By Stacy M. Brown
NNPA Newswire Senior National Correspondent
The coming weeks will tell if President Joe Biden’s “forceful” voting rights speech in Georgia on Tuesday, January 11, results in any tangible movement to blunt suppressing laws in Republican-led states around the country.
Notably, the next several days will also reveal whether Democrats have the resolve, strength, and even the negotiating skills to get one of their own on board with changing Senate filibuster rules.
Doing so would allow the John Lewis Voting Rights Advancement Act and the Freedom to Vote Act to pass.
Sen. Joe Manchin (D-W.V.) continues to oppose any filibuster changes staunchly.
The conservative has displayed an unwillingness to help push through bills that would help level the playing field for many underserved Americans – including his constituents in the Mountain State.
“The next few days, when these bills come to a vote, will mark a turning point in this nation. Will we choose democracy over autocracy, light over shadow, justice over injustice?” President Biden asserted in excerpts of a speech released before his Georgia visit.
“I know where I stand. I will not yield. I will not flinch,” the President continued.
“I will defend your right to vote and our democracy against all enemies, foreign and domestic.
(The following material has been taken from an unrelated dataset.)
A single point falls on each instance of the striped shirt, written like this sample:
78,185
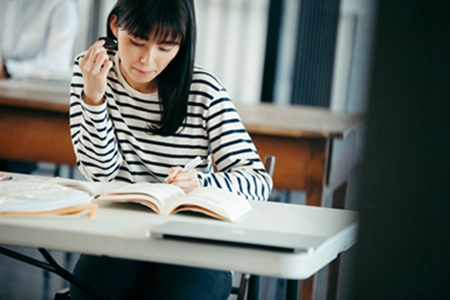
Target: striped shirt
112,141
And so, the question is where will the institution of the United States Senate stand?”
White House Press Secretary Jen Psaki called the President’s words “forceful.”
“He’s quite focused on ensuring the American people understand what’s at stake here,” Psaki insisted.
“He will forcefully advocate for protecting the most bedrock American rights: the right to vote and have your voice counted in a free, fair, and secure election that is not tainted … by partisan manipulation.”
“He’ll make clear in the former district of the late Congressman John Lewis that the only way to do that is for the Senate to pass the Freedom to Vote Act and the John Lewis Voting Rights Advancement Act.”
Despite an expected “no” vote from Manchin, Senate Majority Leader Chuck Schumer (D-N.Y.) insisted he would bring to the chamber measures to alter or abolish the filibuster.
He said he would push for a vote on the John Lewis Voting Rights Advancement Act and the Freedom to Vote Act.
To do so, all 50 Senate Democrats must vote in the affirmative.
All 50 GOP Senators likely will vote against each of those measures.
Vice President Kamala Harris would cast the tie-breaking vote, giving Democrats the majority.
Georgia stands among 19 states that have passed voter suppression laws since Republican Donald Trump lost the presidency to Joe Biden in 2020.
According to the Brennan Center for Justice, 34 voter restriction or suppression laws have passed across the country since the 2020 election, where Trump and some Republicans falsely claimed fraud.
Brennan Center officials noted that 13 more restrictive laws are in the works, including one in Georgia that would ban the use of ballot boxes altogether.
Before President Biden visited Georgia, Dr. Martin Luther King Jr.’s family said they didn’t want any celebrations of the slain civil rights hero’s national holiday unless meaningful voting rights legislation passed.
Further, the Asian American Advocacy Fund, Atlanta North Georgia Labor Council, Black Voters Matter Fund, GALEO Impact Fund, and New Georgia Project Action Fund boycotted President Biden’s speech.
They demanded that the President remain in Washington where he might help usher through voting legislation to protect disenfranchised voters.
“We don’t need another speech. What we need is action. What we need is a plan,” demanded Cliff Albright, executive director of the Black Voters Matter Fund.
While Sen. Schumer has called on his colleagues to vote on filibuster and voting rights legislation by January 17, Martin Luther King Jr. Day, White House officials said they’re working hard to help get legislation passed.
“We understand the frustration by many advocates that this is not passed into law yet,” Psaki stated. “[President Biden] would love to have signed this into law himself. But [the speech] is an opportunity to speak about what the path forward looks like to advocate for – for this moving forward in the Senate.”